The pandemic has had a devasting impact on tenants and landlords across the UK, with findings from the National Residential Landlords Association showing that 7% of private renters have built arrears due to COVID-19. Whilst the average arrears were between £251 and £500, the survey found that of those in arrears, 18% now have rent debts of more than £1,000.
The survey found that younger people are most likely to have been affected with 14% of renters aged 18 to 24 and 10% of those aged 25 to 34 having built arrears since March 2020. The self-employed who rent were also most likely to be in arrears, with 17% saying they had developed rent debts since March.
Regionally, 11% of renters in the West Midlands had built arrears since March, the largest proportion of any region in England and Wales. This was followed by London where 9% of renters had accrued arrears.
According to Fintech firm, Canopy, the Government’s ban on repossessions is not addressing this growing problem of rent arrears which landlords are struggling to cope with.

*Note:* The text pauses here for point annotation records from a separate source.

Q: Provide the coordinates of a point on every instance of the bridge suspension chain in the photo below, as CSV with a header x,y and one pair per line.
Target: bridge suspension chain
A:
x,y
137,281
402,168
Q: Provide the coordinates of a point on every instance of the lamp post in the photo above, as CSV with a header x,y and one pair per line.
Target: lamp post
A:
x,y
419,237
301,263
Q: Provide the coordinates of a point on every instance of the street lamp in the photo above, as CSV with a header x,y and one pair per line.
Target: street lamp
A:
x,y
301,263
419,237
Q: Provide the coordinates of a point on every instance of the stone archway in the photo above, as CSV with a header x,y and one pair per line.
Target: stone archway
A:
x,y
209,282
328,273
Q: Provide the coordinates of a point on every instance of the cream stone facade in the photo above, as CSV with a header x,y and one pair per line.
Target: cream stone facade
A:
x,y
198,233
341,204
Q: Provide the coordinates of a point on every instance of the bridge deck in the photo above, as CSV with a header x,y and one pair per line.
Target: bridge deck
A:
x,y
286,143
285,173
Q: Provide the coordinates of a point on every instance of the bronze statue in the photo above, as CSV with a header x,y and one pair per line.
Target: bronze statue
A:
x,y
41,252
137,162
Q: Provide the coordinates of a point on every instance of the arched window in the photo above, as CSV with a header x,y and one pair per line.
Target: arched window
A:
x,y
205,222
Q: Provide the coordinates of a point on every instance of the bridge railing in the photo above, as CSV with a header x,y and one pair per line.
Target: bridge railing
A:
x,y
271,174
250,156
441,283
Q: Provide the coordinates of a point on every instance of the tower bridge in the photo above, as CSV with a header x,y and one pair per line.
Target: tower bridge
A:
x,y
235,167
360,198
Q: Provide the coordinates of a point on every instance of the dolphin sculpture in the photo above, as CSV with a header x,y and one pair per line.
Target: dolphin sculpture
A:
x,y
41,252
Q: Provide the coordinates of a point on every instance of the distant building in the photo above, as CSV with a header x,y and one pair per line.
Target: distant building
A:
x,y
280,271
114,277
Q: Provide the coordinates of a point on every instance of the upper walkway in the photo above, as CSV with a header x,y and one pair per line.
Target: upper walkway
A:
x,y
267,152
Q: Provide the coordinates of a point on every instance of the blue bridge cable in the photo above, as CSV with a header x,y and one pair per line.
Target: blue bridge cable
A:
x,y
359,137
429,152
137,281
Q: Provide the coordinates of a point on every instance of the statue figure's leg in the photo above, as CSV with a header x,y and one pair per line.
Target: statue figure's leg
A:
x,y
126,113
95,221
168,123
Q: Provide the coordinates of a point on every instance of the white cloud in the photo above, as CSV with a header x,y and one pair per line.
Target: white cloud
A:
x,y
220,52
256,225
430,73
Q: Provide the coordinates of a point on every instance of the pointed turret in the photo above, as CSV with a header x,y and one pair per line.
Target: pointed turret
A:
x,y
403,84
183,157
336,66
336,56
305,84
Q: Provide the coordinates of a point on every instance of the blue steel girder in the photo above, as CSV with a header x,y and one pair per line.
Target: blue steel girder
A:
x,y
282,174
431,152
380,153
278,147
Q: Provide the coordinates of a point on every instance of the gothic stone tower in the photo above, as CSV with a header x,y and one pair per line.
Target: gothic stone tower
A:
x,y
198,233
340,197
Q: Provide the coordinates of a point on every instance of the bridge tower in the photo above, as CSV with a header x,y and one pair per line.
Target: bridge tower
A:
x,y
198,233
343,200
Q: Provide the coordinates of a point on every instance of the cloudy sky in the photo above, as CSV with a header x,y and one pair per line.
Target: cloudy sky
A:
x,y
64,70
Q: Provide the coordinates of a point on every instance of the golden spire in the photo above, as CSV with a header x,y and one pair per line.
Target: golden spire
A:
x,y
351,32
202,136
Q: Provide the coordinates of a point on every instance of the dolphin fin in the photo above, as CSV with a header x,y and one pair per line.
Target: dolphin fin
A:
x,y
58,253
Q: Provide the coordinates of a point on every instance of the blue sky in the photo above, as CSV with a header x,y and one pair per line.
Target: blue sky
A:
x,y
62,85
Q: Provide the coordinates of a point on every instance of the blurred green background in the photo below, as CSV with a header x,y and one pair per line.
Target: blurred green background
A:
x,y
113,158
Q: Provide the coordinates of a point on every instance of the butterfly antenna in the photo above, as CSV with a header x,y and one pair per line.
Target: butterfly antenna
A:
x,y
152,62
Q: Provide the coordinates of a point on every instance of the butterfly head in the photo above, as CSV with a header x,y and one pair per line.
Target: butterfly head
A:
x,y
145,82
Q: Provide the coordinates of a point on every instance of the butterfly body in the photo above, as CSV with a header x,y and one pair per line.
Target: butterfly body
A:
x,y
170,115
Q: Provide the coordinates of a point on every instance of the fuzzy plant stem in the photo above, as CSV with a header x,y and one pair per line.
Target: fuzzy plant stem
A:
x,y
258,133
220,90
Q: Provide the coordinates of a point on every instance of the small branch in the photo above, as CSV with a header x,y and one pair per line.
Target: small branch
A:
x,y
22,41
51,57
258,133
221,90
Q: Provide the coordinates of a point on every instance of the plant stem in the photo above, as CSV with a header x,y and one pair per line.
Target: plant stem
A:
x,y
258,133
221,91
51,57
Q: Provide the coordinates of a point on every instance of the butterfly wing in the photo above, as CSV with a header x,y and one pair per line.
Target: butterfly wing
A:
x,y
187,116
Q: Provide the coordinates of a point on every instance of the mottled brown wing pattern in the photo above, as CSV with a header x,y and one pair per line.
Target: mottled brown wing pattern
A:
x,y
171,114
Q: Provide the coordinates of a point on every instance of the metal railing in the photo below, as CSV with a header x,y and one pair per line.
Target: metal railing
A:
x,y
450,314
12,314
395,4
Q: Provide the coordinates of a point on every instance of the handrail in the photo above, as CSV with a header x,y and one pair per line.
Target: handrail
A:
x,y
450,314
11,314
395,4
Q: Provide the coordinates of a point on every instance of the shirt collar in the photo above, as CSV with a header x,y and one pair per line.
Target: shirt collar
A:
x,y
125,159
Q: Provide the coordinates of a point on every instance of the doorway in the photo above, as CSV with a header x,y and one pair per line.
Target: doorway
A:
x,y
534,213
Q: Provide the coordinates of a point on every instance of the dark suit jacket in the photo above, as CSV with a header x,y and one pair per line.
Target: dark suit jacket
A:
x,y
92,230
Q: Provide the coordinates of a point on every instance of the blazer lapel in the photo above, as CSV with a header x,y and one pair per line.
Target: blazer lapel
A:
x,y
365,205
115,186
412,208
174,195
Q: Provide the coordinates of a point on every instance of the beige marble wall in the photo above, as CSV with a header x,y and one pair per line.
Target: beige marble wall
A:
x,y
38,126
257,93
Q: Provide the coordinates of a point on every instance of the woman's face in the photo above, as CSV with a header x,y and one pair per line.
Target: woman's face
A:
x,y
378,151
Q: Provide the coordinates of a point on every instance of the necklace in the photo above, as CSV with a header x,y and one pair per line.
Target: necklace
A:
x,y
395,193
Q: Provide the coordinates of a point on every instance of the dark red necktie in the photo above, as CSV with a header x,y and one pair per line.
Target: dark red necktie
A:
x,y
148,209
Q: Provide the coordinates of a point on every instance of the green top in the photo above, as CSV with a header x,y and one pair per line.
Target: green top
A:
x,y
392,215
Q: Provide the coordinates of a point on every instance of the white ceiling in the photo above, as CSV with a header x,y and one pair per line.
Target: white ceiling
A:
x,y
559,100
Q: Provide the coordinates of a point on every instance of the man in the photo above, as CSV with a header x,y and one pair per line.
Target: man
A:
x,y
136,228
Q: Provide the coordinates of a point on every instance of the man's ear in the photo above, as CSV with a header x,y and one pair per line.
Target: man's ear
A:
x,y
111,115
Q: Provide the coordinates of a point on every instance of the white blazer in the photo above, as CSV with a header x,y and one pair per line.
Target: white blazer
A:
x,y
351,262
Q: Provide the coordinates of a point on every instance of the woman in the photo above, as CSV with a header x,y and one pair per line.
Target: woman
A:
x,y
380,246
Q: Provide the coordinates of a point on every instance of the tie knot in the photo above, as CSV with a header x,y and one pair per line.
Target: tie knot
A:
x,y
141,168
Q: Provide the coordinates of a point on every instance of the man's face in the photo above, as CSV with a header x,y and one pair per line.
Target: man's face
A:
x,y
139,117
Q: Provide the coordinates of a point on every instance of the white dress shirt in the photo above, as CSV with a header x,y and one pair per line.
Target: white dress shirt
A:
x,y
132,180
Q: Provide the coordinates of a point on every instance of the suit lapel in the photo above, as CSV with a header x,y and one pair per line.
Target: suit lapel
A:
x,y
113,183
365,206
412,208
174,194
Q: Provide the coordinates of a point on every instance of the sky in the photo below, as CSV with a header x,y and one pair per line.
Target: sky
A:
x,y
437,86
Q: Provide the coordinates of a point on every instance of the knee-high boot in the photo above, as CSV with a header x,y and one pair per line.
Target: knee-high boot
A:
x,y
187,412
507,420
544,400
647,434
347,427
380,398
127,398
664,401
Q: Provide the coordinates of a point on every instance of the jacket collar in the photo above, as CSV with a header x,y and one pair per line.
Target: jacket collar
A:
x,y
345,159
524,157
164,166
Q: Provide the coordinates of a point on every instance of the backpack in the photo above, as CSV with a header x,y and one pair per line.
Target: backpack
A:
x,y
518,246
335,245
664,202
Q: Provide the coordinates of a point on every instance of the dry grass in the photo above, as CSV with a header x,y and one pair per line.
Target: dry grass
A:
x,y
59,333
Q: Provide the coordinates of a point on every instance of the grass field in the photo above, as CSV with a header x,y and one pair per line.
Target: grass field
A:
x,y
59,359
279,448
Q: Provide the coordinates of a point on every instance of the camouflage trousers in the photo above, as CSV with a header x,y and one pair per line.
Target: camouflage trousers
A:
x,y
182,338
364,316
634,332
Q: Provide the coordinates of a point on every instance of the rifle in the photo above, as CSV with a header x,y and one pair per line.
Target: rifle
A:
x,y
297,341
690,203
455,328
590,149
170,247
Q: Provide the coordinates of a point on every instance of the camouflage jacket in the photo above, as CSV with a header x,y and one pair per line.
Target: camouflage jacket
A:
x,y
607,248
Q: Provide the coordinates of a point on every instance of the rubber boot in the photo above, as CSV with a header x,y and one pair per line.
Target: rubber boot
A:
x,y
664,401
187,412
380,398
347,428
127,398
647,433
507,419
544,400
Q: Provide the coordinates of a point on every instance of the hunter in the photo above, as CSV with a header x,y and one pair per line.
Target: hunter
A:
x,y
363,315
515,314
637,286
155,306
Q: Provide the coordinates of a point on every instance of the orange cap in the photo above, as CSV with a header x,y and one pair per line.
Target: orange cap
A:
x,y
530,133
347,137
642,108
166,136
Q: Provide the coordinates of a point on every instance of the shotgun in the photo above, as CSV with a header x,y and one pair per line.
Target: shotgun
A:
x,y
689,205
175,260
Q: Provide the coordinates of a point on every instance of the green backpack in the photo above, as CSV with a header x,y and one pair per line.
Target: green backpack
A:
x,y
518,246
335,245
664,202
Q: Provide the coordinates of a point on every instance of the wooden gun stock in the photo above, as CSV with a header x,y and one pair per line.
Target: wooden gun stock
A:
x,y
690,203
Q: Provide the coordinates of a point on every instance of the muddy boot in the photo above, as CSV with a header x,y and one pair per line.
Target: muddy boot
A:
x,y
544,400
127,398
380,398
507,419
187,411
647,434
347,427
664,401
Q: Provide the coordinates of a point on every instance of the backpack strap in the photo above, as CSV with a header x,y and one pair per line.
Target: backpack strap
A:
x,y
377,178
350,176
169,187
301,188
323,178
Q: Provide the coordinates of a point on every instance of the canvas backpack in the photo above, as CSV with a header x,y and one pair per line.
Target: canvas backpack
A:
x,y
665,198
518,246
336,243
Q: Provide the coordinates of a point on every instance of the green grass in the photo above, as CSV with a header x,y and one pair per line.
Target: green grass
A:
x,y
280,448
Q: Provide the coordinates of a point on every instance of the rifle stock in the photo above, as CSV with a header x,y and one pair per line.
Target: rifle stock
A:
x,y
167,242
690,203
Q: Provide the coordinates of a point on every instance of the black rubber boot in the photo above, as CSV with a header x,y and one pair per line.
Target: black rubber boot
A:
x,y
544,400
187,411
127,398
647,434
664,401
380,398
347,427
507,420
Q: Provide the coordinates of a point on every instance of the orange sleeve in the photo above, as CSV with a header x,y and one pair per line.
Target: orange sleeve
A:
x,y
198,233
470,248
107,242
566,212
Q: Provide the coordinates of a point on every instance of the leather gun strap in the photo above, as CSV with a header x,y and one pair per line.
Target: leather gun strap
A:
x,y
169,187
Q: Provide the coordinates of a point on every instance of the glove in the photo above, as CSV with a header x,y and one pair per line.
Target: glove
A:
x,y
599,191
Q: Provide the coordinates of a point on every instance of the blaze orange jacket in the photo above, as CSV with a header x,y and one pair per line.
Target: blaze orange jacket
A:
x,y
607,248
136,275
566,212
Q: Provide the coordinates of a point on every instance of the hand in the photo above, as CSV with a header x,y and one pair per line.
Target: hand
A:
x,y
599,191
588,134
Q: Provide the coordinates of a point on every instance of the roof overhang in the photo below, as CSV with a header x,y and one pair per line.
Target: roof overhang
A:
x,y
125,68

Tahir Farooqui, Founder and CEO commented: “While many vulnerable tenants have been protected from homelessness from the ban, landlords have been put under mounting financial pressure during the pandemic and face lengthy court possessions proceedings, once the eviction ban is lifted on 31 March 2021.
“To help support landlords, we have just launched a new insurance policy that protects them from missed rental payments with up to 12 months’ rent paid in full should the tenant fall into arrears and not pay the rent. The Canopy Rent and Legal Protection (RLP) offers landlords the option to pay monthly at no extra cost and also protects against property damage cover, eviction of tenants or squatters along with legal proceedings, 50% of rent paid after vacant possession for up to 3 months, legal expenses coverage of up to £50,000 and 24/7 support for agents and landlords via legal advice helpline."